Children’s behaviour is becoming more sexualised at a younger age as they are trying to grow up too fast, a leading anti-cyberbullying expert is warning.
Jim Harding, founder of cyber watchdog Bully4U, set-up 10 years ago this month, provides training to both primary, secondary school children and teachers on the dangers of cyber-bullying, said the “the world of the internet is now even less safe than it was as this world reinvents itself so quickly under new guises.”
He said children have virtually stopped using Facebook because their parents are using the social media app meaning children do not want their behaviour to be monitored too closely.
Mr Harding said: “Reviewing the past 10 years, Bully4U has found the internet world for children has changed significantly and there are a lot more predators in the cyber world waiting to prey on unsuspecting children.
“They know that children are using social media platforms at much younger ages and in far greater numbers. The age of 13, largely flouted by social media apps as the common introductory age, is a lie.
“From dealing with thousands of children in classrooms nationwide over the past 10 years, the organisation has found that children as young as nine are regular users of social media platforms.
“Snapchat and Instagram are now the most popular app used by children and younger teenagers, with 80% of 10-year-olds using them. As a result, and due to them not wanting their mums and dads to know what they are doing on social media, children have virtually ceased using Facebook.
“The Snapchat app has given children the false belief that they can send material of a risqué nature and that it will then disappear, which is not the case. This has fuelled a tsunami of sexting amongst Irish children.
“Teenage girls are receiving several requests daily to send nude photos. Bully 4u have been asked to speak about the dangers and consequences of sexting to children.”
Mr Harding continued: “Children’s behaviour is becoming more sexualised at a younger age as they try to grow up too fast.

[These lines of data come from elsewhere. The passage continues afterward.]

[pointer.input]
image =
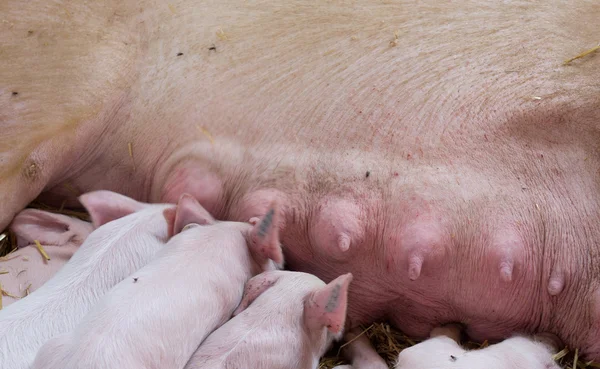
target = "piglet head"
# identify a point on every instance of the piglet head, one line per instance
(263, 238)
(106, 206)
(188, 212)
(32, 225)
(325, 308)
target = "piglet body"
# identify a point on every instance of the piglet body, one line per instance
(286, 320)
(25, 270)
(127, 237)
(158, 316)
(442, 351)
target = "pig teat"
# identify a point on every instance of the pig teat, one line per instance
(338, 225)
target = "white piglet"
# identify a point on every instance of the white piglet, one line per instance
(443, 351)
(27, 269)
(286, 320)
(158, 317)
(128, 235)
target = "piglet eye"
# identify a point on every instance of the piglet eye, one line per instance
(191, 225)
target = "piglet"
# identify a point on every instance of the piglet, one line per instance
(26, 269)
(285, 320)
(127, 236)
(443, 350)
(158, 316)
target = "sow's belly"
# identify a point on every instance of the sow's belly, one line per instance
(431, 150)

The objective of our children is to have the most friends/likes and they are motivated by the concept of being popular, and as a result, there can be a hierarchy of popularity in schools.
“Four out of five children are playing violent video games which are not age-appropriate and leads to bullying behaviour, while children as young as nine are visiting video chat apps and sites like Omegle, Melon, youlive, Ouvu, Periscope and known predators trawl this sites in their efforts to groom children. These apps did not exist when Bully4U was set-up.
“Ten years ago the advice to parents would have been to monitor children’s usage of the internet by keeping the laptop in the family room, now with several ways of accessing the internet in the home children are still being left to monitor and supervise themselves, despite numerous warnings.
“The toxic anonymous Ask.Fm, the anonymous question-and-answer website has largely been replaced by Saharah which is equally as bad.”
High profile cases of teenagers taking their own lives due to cyberbullying include; 15-year-old Phoebe Prince who died in South Hadley, Massachusetts in 2010 after moving there from Clare, Ciara Pugsley (15) from Dromahir, Co Leitrim and sisters 13-year-old Erin and Shannon (15) Gallagher from Ballybofey in 2012.
Randomised video-chat websites have been in existence since Chat Roulette was launched nine years ago in 2009. Chat Roulette currently has developed an X-rated reputation and the site discourages teenagers from using it.
“I have serious concerns that video-chat websites are being exploited by paedophiles to obtain and coerce images. The State needs to block websites which allow predators to exploit children. There is technology out there to block these sites.”